While these oral sources are an undoubted strength of the biography, there are (despite Nye’s industry) some notable omissions. One is the lack of any reference to Indian and Pakistani newspaper accounts of Sutcliffe’s two tours to the sub-continent. Another is the absence of anything by John Arlott. The great English commentator and cricket writer admired Sutcliffe immensely and wrote memorably about him on several occasions – for instance, in his Cricket Journal of the 1958 tour of England and later in 100 Greatest Batsmen.

Boock has a stylistic mannerism of using “would” instead of the straightforward past tense: “he would tell the Otago Daily Times”, for instance, instead of “he told the Otago Daily Times”. Once noticed, this becomes irritating. Also annoying is his habit of summarising an innings or match before providing the details. This tends to dilute the dramatic impact of the subsequent description. On a different level, I should very much have liked to read a considered discussion of the two occasions when Sutcliffe was badly hit on the head: firstly, by Adcock in that Boxing Day Test in 1953, and secondly, by Trueman at Edgbaston in 1965, the blow which finally put a stop to his illustrious Test career. Sutcliffe himself characteristically downplayed the significance of the two events (saying, for instance, that Trueman was “about as past it as I was”) but I’d like to know whether Boock, a shrewd reader of the game, really agrees.
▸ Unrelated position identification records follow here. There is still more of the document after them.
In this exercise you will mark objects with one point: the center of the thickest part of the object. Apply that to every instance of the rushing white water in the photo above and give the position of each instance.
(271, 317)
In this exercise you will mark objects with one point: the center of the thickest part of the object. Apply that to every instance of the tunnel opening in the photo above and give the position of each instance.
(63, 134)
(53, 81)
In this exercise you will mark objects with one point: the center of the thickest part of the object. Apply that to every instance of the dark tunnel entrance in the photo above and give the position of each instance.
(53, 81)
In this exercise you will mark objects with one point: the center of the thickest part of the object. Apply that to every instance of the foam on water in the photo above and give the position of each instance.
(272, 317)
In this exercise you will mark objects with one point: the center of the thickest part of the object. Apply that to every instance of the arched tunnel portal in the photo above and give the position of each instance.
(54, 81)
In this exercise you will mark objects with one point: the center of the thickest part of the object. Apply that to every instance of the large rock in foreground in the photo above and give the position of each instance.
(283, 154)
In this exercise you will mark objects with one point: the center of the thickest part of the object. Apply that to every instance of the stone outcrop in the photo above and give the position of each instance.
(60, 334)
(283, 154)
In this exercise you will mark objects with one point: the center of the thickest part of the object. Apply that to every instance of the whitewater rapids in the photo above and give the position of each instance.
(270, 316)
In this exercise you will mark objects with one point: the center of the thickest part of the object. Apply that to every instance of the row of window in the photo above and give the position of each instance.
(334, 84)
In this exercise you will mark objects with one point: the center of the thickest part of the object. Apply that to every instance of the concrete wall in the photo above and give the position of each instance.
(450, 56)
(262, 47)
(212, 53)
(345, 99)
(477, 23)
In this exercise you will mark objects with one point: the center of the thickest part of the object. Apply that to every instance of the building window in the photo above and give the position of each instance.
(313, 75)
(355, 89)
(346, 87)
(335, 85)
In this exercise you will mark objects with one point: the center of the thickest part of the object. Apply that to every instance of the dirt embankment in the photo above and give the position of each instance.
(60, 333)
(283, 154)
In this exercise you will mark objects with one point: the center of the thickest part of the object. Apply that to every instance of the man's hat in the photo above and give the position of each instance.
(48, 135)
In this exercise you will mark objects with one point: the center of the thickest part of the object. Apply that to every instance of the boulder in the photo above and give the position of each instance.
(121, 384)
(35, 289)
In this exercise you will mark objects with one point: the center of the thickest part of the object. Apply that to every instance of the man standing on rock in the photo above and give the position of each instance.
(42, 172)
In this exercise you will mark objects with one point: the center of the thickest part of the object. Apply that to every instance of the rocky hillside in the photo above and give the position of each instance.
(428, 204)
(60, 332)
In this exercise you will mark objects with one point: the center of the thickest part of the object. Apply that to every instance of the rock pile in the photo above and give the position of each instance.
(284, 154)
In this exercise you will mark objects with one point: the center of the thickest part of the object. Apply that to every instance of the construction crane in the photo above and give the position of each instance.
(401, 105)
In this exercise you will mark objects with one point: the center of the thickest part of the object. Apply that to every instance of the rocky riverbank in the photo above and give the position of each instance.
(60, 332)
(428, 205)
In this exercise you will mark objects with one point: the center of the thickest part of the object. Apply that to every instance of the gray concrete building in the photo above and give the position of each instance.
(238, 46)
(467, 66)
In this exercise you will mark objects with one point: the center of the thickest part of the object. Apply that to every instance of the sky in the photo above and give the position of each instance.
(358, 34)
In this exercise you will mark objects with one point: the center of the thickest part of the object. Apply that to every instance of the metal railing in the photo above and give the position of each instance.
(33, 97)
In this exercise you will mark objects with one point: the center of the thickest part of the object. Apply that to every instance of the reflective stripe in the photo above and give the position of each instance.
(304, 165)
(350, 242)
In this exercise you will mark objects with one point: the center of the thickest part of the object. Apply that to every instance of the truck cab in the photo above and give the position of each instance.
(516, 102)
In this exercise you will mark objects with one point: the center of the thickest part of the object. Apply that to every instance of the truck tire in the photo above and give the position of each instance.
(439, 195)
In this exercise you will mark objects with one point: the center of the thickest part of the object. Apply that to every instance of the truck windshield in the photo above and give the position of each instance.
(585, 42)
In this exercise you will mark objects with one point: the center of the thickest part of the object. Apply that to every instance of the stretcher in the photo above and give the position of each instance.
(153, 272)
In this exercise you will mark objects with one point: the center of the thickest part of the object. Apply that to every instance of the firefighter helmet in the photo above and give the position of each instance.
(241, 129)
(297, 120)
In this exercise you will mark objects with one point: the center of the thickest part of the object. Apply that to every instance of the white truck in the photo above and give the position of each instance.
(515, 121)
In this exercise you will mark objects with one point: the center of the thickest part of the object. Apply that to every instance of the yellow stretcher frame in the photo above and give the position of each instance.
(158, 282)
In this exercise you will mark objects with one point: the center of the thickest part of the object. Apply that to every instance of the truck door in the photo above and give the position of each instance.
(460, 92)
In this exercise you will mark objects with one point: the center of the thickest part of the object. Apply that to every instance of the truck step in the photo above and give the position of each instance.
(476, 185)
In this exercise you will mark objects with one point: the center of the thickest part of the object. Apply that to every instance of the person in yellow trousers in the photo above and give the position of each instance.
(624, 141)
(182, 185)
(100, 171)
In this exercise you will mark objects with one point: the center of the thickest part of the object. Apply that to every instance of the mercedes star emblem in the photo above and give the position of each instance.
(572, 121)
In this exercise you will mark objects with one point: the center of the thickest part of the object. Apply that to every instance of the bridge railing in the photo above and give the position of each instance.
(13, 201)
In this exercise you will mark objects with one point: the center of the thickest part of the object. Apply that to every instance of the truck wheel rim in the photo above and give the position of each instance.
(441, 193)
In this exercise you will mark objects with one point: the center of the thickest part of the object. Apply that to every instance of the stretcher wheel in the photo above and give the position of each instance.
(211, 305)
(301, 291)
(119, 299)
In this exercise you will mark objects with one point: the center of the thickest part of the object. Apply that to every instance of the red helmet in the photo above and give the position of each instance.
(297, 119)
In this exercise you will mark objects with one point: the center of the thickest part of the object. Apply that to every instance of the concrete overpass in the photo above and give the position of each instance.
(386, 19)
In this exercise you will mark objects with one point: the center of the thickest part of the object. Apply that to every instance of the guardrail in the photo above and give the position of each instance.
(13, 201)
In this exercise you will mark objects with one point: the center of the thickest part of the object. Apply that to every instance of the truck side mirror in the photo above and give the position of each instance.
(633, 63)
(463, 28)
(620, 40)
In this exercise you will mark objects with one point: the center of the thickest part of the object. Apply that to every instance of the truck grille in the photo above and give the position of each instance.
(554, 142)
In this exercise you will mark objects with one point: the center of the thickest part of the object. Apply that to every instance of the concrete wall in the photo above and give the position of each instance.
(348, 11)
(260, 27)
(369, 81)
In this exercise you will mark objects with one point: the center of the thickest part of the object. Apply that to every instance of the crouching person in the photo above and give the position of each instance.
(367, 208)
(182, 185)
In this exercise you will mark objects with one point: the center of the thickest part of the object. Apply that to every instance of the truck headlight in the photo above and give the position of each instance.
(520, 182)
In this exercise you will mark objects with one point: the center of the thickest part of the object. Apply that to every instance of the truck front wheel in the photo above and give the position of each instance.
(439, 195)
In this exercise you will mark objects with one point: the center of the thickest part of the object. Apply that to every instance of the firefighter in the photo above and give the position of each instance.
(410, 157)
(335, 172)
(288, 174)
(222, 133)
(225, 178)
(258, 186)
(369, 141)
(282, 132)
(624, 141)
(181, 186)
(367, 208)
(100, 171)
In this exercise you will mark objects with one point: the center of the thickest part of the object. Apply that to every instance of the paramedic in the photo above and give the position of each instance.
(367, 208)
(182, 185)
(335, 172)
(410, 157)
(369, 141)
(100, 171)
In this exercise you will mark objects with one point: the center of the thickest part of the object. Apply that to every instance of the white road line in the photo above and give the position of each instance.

Those reservations aside, The Last Everyday Hero offers many pleasures. Any reader interested in New Zealand cricket will relish Boock’s account of our greatest batsman and be grateful for the way in which he recreates innings after innings of Sutcliffe’s magical stroke-play.

 

Harry Ricketts is co-editor of New Zealand Books and author of How to Catch a Cricket Match.